Everything You Never Knew About Pollinators But Wanted To

Posted by Ecogardens

 

When you hear the word pollinators, does your mind automatically change it to the word “bee”? Time to retrain your brain on all things pollination.

Look outside your window on a spring day, and you’ll see at least one flying thing.

If you live in a bustling Chicago neighborhood, like we do, you’re likely to see more than that: birds, bees, butterflies, dragonflies and even regular flies.

If someone asked you to point to the pollinators, though, we’re betting your finger would automatically gravitate toward the bees – especially those black and yellow striped honeybees we all know and love.

These days, though, we more than love the honeybee: We freak out about it constantly. Oft-cited reports of Colony Collapse Disorder – the unexplained die-off of honeybee hives – have people super-edgy about the fate of pollinators, and those who depend upon them. (Spoiler alert: us.)

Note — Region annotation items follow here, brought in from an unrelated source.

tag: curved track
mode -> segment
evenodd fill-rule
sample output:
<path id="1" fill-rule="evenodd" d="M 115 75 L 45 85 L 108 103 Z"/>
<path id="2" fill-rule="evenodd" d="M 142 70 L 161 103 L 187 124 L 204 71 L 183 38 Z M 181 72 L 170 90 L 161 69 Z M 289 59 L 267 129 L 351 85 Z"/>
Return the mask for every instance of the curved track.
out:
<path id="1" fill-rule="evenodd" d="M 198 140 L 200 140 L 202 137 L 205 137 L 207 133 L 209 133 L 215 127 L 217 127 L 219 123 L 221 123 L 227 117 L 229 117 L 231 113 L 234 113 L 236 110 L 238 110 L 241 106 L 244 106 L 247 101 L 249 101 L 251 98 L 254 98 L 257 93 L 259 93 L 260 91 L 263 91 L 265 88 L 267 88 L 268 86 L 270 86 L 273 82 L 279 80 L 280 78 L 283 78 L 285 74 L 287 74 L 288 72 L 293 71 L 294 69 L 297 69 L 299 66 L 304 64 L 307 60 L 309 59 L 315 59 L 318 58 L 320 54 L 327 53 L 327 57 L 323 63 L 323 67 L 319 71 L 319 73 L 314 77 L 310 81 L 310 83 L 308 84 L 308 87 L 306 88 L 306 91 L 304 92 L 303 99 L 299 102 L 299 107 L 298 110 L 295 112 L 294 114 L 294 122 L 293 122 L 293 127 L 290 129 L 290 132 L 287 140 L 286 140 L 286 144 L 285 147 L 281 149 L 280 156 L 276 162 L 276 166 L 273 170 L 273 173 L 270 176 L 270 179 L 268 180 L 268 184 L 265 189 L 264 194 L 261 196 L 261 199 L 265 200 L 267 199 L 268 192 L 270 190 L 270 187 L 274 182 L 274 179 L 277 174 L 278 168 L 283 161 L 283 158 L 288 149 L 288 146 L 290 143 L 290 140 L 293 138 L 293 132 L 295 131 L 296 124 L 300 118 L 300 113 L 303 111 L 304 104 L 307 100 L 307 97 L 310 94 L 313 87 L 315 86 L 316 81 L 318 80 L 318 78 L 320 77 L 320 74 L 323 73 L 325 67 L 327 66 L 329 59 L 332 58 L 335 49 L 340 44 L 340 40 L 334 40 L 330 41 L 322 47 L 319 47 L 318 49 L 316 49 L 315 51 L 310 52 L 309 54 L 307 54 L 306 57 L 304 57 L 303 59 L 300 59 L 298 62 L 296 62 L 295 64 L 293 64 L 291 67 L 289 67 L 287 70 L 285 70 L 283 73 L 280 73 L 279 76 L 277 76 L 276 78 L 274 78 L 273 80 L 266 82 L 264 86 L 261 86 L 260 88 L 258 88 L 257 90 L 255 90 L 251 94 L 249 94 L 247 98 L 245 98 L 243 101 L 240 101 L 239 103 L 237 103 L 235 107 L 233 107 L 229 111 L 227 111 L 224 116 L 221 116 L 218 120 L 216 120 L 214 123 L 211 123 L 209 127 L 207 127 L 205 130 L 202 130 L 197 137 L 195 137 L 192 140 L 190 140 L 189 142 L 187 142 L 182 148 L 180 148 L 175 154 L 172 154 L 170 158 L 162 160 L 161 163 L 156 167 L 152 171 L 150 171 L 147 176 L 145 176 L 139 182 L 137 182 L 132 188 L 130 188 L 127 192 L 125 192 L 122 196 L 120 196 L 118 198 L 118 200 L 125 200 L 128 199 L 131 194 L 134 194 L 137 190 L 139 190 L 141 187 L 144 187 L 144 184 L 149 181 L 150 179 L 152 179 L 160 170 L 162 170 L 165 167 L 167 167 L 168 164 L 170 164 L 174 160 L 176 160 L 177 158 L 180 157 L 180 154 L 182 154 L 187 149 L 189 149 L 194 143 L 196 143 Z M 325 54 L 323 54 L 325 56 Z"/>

While the humble honeybee has a time-honored place in our imaginations and on our cereal boxes, though, it’s far from the only pollinator around. In fact, it’s only one of many, many animals on which we depend for the propagation of plants and the health of our urban ecology.

This leads to a few questions: Why do pollinators matter, who represents the non-bee pollinating faction and are we doing enough to protect them?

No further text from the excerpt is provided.